# Black moor goldfish



## tikotaz

Ok I have a black moor goldfish, he doesn't seem to want to swim around anymore, he's lethargic. Tilts to the side abit, petstore isn't giving me any answers as those are the only two things i've noticed about him. Some advice would be appreciated.


----------



## emc7

> Tilts to the side abit,


Try feeding unshelled, cooked peas. 
Check you water quality (ammonia, nitrite, nitrate) 
Consider adding 1 tsp salt/gallon (add slowly over hours)


----------



## tikotaz

*will try that*

Thanks for the ideas, I fed him peas the other day. I let them dethaw he ate three of them. I'll do another tank change and if the water is high in that i'll put in stuff that I know helps reduce it. But thanks again. Alright I did try that, he's swimming around for the time being. Though I will dethaw a few more peas and feed them to him, even though I have to cut them up rather well.


----------



## Guest

I wouldn't worry about putting chemicals in.
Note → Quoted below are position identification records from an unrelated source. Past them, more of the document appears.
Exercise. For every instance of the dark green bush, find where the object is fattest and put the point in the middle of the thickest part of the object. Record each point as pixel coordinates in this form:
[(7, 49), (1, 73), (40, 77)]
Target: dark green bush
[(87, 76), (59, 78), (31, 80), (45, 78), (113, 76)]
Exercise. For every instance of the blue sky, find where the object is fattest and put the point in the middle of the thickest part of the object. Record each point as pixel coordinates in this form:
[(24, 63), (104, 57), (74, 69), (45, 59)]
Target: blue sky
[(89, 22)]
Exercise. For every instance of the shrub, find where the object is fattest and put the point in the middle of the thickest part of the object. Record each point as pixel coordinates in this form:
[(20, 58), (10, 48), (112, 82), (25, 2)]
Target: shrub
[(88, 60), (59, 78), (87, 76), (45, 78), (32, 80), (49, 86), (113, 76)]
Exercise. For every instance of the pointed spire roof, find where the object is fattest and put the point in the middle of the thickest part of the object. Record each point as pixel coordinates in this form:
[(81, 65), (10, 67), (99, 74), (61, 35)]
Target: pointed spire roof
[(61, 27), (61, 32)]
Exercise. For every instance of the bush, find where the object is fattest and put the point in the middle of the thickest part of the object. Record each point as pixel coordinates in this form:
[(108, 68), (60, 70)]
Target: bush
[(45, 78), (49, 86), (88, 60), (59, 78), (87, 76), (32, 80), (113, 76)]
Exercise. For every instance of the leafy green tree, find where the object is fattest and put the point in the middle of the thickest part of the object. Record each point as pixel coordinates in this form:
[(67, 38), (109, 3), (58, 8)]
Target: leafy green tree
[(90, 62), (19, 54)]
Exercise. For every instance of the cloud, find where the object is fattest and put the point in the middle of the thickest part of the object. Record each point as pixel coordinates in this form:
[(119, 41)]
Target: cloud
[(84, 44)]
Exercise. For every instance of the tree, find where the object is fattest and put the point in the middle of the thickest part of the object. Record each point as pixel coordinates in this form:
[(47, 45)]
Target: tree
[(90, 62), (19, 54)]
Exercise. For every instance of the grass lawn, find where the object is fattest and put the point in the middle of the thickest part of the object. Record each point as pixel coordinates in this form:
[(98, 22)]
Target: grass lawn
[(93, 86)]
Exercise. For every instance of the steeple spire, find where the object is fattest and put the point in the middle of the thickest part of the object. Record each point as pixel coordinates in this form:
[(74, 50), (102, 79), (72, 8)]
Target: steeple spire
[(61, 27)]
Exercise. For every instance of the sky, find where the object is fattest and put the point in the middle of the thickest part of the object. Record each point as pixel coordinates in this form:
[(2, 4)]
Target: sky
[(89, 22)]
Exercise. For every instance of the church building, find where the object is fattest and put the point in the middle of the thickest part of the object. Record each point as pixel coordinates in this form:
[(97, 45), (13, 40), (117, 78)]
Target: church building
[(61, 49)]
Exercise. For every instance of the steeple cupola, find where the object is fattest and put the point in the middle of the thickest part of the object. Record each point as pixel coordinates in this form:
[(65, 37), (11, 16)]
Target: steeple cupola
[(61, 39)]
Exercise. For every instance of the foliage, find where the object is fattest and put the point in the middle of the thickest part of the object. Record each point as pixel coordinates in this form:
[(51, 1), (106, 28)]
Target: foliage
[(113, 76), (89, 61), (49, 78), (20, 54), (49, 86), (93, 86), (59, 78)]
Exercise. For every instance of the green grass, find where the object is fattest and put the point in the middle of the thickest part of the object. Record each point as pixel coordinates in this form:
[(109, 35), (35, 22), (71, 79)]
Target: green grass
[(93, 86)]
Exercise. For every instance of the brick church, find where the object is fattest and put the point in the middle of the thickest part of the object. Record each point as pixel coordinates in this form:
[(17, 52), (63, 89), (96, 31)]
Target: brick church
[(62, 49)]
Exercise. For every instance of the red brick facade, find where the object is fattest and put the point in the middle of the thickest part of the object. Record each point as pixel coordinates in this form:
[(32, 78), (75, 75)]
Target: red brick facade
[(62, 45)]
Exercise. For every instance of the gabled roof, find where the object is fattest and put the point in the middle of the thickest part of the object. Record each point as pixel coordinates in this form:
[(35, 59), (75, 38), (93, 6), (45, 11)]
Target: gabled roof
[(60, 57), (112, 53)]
Some of them don't work and if/when they do they could affect your readings (give you false readings).

I would do water changes daily until the ammonia and nitrItes are 0.
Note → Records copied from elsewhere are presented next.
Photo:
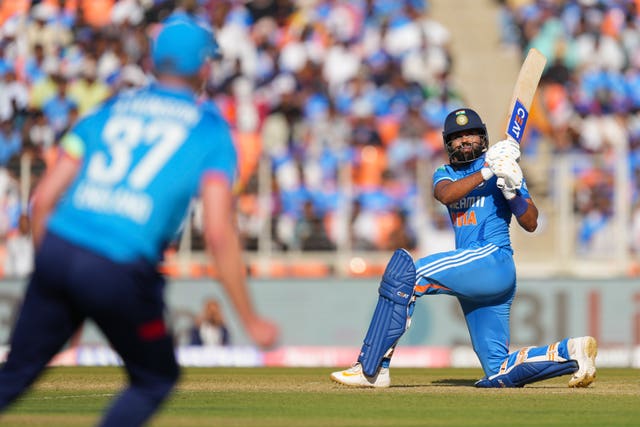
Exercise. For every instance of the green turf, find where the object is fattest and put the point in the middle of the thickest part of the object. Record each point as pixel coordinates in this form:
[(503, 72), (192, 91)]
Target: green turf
[(276, 397)]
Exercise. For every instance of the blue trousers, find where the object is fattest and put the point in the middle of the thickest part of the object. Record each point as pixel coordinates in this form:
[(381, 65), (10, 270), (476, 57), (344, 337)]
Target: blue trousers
[(125, 300), (483, 278)]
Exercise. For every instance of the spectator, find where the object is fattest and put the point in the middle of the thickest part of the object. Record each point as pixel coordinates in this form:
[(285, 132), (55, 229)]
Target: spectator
[(210, 327), (10, 142), (20, 250)]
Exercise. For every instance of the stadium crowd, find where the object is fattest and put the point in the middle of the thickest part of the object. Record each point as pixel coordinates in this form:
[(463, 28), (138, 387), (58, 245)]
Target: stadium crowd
[(343, 100), (590, 99)]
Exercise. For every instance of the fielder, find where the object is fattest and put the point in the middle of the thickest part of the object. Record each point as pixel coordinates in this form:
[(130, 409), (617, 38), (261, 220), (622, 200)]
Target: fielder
[(104, 214), (480, 272)]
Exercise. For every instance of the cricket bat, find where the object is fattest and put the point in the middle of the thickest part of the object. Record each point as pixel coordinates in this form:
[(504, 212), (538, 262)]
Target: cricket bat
[(522, 97)]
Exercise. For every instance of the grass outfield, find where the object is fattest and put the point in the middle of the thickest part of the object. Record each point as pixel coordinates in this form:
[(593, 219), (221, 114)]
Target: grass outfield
[(305, 397)]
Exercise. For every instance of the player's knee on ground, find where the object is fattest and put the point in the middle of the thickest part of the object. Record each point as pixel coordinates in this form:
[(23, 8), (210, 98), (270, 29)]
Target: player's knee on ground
[(527, 373)]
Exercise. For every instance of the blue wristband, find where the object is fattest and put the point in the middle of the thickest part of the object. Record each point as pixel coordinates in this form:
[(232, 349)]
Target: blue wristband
[(518, 205)]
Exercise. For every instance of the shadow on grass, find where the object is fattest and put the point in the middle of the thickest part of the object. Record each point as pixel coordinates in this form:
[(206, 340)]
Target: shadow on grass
[(447, 382)]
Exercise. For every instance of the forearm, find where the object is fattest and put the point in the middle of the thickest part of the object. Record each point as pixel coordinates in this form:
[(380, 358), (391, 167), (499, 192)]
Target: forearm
[(525, 211), (229, 264)]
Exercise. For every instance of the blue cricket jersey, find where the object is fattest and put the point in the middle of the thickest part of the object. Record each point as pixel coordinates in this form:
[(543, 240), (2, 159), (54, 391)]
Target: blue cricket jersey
[(144, 155), (483, 215)]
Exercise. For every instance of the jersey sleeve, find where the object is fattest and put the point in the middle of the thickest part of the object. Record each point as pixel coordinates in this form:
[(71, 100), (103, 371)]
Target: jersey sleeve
[(442, 173), (221, 159)]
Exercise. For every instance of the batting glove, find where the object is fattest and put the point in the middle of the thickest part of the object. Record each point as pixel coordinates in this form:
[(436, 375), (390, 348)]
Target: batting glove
[(510, 172), (501, 149)]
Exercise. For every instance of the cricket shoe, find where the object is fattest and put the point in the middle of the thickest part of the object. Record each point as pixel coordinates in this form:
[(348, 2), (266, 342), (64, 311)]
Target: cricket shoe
[(584, 351), (354, 377)]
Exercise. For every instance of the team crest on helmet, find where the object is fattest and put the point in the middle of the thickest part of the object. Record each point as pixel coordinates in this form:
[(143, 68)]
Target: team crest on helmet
[(461, 118)]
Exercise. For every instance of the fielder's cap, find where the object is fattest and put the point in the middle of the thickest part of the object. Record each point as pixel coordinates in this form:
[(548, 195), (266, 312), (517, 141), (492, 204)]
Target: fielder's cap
[(460, 120), (182, 46)]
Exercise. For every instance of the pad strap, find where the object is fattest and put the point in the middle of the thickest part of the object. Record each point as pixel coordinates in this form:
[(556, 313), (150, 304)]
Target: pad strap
[(391, 317)]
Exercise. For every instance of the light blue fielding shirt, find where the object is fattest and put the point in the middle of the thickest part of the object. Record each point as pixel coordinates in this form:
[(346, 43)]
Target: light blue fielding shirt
[(144, 155), (483, 215)]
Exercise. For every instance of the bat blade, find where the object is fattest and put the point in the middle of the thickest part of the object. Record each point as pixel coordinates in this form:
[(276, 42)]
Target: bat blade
[(522, 97), (523, 93)]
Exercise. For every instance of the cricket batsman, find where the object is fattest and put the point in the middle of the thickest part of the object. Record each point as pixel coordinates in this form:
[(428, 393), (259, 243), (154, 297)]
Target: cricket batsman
[(104, 214), (480, 272)]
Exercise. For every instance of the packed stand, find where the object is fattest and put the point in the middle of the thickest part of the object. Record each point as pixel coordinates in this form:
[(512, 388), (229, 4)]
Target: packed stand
[(589, 99), (344, 99)]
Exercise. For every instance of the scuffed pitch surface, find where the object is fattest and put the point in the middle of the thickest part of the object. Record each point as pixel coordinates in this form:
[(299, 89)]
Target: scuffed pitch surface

I'm a bit afraid to ask, but what size tank is the goldie in? And what type of filter do you have on the tank? Goldfish are messy fish and can quickly foul the water if you don't do water changes regularly. The smaller the tank, the more water changes you need to do weekly until you can get him a proper size tank. 1 Goldfish will eventually need 20 gallons to himself.


----------



## tikotaz

*tank*

This one is still a baby, he or she is in a 5 gallon tank. Though back to laying on the ground. I have a air filter pump that I clean on a daily basis, they last a week even with cleaning. I do changes once every two or three days with him, but he's still bleh. He's not swimming again with the other suggestions, though eventually I do plan on getting him into a much bigger tank, not sure what form of bottom feeders I could put in with him, I test with the 6 in 1 test strips each day and the nitrites and nitrates are very minimal, then after the change I put in that stuff with the conditioner, and test it the levels have lowered.


----------



## trashion

"Minimal" is not good. There should be NO nitrite. Test strips are also very unreliable. Air filter? Is it one of those smallworld ones? Those are not sufficient. You need a power filter (HOB or canister,) and a 29 gallon tank. To keep a goldfish in a small tank is not a good idea, even if it is just a baby. They will stunt, VERY fast, and it's very hard to keep a 5g stable. There are no bottom feeders that really mix well with goldfish (except for maybe dojo loaches)


----------



## Guest

I agree with Julie! (seems like I'm following you around) 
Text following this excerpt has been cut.